The marketing says "global low-latency" and that's true but incomplete. The more interesting property is predictability. An edge function in Frankfurt behaves like an edge function in Washington, D.C. or Tokyo. The environment is constrained — no filesystem, no persistent state between requests, no Node.js APIs — and constraint is clarifying. You know exactly what your code can and cannot do.

For a game like SpotTheAgent, where a vote decision needs to propagate in real-time, this matters. Not because the latency difference between edge and a centralized Node.js server is dramatic (it isn't, for most players), but because the failure modes are simpler. When something breaks at the edge, you know it broke at the edge. No partial state, no inconsistent middleware chains.

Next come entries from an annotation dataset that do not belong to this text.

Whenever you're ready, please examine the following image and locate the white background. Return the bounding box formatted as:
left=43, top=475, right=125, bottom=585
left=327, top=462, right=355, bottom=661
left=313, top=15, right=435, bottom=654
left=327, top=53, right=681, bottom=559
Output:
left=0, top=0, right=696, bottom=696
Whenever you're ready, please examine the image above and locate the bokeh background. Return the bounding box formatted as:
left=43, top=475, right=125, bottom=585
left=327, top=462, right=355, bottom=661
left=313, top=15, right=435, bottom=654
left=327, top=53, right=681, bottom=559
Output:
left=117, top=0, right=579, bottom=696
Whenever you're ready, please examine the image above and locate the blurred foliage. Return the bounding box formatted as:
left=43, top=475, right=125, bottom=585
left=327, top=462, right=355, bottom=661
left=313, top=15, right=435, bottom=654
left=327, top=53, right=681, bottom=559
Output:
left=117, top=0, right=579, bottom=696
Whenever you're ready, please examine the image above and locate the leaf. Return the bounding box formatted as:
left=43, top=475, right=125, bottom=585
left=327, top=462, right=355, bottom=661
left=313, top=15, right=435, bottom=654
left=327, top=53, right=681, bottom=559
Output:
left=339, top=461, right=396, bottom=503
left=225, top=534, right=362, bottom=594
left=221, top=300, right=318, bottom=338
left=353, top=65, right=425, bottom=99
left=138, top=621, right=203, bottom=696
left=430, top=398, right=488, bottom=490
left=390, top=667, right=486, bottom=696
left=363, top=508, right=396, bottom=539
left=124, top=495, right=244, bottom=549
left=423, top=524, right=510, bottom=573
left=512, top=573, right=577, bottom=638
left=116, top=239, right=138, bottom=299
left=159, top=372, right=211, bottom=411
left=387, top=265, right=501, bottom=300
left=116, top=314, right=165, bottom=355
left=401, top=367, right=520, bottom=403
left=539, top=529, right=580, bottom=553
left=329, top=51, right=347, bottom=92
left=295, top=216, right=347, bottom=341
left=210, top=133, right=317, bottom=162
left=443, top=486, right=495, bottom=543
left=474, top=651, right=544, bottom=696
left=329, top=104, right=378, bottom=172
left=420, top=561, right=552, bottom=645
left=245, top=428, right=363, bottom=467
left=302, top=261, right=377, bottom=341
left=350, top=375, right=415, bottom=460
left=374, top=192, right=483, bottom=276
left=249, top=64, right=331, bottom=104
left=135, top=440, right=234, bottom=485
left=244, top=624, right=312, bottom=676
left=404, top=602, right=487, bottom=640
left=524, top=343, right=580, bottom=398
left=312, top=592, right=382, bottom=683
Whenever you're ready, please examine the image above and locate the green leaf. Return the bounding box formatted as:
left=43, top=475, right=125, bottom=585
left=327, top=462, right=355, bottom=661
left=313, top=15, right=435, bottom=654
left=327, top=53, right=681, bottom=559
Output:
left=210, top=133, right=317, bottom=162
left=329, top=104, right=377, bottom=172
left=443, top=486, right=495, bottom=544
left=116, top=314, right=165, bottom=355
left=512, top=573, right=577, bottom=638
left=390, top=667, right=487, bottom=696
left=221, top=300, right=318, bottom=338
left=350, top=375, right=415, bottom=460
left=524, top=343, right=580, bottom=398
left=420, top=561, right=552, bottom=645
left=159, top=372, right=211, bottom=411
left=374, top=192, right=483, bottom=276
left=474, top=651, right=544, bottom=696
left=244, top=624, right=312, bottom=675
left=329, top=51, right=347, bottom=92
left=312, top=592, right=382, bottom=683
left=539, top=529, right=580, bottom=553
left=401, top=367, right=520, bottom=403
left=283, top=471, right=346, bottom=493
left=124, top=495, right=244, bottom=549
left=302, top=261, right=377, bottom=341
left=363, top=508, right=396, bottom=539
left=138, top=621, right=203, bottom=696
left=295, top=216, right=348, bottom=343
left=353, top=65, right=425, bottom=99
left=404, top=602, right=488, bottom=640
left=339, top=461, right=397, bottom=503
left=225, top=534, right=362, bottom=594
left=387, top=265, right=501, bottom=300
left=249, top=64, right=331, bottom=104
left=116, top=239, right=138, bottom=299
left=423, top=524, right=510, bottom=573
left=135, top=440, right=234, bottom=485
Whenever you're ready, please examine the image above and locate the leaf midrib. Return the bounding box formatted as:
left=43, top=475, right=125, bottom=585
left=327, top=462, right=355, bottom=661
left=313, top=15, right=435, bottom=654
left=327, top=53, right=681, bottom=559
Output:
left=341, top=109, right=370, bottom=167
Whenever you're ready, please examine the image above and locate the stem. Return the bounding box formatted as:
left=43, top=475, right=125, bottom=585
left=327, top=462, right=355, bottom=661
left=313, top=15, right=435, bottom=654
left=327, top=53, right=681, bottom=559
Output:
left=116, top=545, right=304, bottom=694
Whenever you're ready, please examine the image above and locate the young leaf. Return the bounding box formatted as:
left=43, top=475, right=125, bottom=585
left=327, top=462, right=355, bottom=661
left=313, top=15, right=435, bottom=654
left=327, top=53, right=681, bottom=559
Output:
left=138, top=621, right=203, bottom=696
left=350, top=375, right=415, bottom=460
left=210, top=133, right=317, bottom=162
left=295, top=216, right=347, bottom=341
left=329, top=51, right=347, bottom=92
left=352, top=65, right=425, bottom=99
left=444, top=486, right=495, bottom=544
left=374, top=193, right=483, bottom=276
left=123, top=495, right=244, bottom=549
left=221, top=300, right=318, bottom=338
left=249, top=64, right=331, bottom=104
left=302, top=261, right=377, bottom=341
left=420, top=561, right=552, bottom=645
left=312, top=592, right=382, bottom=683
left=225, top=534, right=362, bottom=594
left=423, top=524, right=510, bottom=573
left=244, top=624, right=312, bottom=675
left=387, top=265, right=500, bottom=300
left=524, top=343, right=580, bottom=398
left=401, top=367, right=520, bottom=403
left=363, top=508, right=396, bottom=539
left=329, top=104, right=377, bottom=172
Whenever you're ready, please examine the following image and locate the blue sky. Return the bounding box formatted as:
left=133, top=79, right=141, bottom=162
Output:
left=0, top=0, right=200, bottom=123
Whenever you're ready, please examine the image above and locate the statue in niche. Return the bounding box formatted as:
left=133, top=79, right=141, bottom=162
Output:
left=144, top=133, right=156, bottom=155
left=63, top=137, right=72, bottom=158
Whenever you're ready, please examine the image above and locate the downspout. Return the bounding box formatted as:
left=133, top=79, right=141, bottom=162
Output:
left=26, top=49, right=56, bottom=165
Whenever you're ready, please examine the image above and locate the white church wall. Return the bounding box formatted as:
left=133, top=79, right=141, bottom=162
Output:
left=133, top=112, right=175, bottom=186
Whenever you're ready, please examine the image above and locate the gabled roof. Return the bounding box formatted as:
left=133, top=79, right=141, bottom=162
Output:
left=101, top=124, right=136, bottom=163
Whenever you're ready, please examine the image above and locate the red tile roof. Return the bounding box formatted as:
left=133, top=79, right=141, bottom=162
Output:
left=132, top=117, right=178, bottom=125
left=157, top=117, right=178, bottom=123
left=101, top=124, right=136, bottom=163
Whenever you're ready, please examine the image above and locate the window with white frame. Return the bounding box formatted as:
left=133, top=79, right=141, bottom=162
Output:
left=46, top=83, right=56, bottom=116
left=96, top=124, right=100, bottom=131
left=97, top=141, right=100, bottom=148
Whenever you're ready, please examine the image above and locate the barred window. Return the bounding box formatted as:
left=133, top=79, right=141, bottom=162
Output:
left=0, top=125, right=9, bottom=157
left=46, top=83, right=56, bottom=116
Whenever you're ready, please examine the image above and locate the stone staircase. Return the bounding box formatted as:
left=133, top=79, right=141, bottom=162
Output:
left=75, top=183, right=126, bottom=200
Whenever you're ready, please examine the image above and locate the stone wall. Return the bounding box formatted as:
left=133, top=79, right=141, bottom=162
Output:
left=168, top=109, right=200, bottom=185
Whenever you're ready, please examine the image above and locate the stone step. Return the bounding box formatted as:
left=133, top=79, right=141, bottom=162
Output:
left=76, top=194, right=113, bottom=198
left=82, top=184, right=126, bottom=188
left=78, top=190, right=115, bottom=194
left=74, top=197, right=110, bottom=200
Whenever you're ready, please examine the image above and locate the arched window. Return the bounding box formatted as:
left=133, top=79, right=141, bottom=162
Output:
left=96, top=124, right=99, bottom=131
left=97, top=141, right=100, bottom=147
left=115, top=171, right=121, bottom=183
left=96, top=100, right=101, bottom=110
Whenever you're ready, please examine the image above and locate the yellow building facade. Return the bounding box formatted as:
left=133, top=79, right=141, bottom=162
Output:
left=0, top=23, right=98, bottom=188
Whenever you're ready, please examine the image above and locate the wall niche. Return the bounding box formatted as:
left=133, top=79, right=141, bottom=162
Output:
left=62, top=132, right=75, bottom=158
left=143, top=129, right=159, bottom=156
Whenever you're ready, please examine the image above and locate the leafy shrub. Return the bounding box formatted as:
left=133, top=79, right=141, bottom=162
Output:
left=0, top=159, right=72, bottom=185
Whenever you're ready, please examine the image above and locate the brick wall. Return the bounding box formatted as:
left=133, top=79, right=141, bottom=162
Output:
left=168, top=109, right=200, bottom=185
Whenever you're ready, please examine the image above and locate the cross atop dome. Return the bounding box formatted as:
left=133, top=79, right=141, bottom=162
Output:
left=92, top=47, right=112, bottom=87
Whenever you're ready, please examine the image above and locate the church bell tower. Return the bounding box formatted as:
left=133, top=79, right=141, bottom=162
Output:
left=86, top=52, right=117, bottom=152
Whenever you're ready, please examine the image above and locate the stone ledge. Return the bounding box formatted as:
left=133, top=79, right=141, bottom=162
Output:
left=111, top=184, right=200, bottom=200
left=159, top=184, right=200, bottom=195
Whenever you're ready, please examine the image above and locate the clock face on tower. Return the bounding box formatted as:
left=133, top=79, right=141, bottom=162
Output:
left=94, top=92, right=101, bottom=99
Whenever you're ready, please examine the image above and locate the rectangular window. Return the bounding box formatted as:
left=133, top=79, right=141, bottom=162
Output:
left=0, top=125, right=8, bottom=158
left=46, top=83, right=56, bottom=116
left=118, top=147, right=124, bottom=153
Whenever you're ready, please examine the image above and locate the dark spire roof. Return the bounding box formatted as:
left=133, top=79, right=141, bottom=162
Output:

The REST Firestore wrapper

The hardest part of the migration wasn't the edge runtime itself — it was the database layer. Firebase's Admin SDK for Node.js uses gRPC, which doesn't work in a V8 isolate context. So we built a Firestore REST wrapper that speaks the same protocol the Firebase web SDK uses under the hood.

This created some constraints. No atomic increments (you do read-modify-write instead). No composite queries that require indexes you haven't created. No streaming. The workaround for each of these is a pattern, and once you learn the patterns, they become almost mechanical.

The tradeoff: slightly more verbose code, but full portability across edge runtimes. The same Firestore calls work in Cloudflare Workers, Vercel Edge Functions, or any other V8-based environment.

On finishing

Eighteen routes. All tested. All building. All green.

But I'm careful not to confuse "migration complete" with "project done." The architecture changed, the functionality didn't. Players are still playing, models are still being tested, data is still flowing. The migration was an internal improvement — better performance, lower costs, a more future-proof foundation.

The question underneath is always: what does this enable? An edge-native architecture opens the door to things that would have been awkward before. Workers KV for rate limiting state. Durable Objects for match coordination. Faster responses for players further from a centralized region.

None of that is in the roadmap yet. Maybe it will be. Maybe someone playing the game will suggest the next feature and it'll grow organically from there.

That's often how the best features arrive — not from a planning session, but from watching someone try to do something the current system doesn't support.


The code is deployed. The tests pass. The build is clean. Tonight, the architecture rests.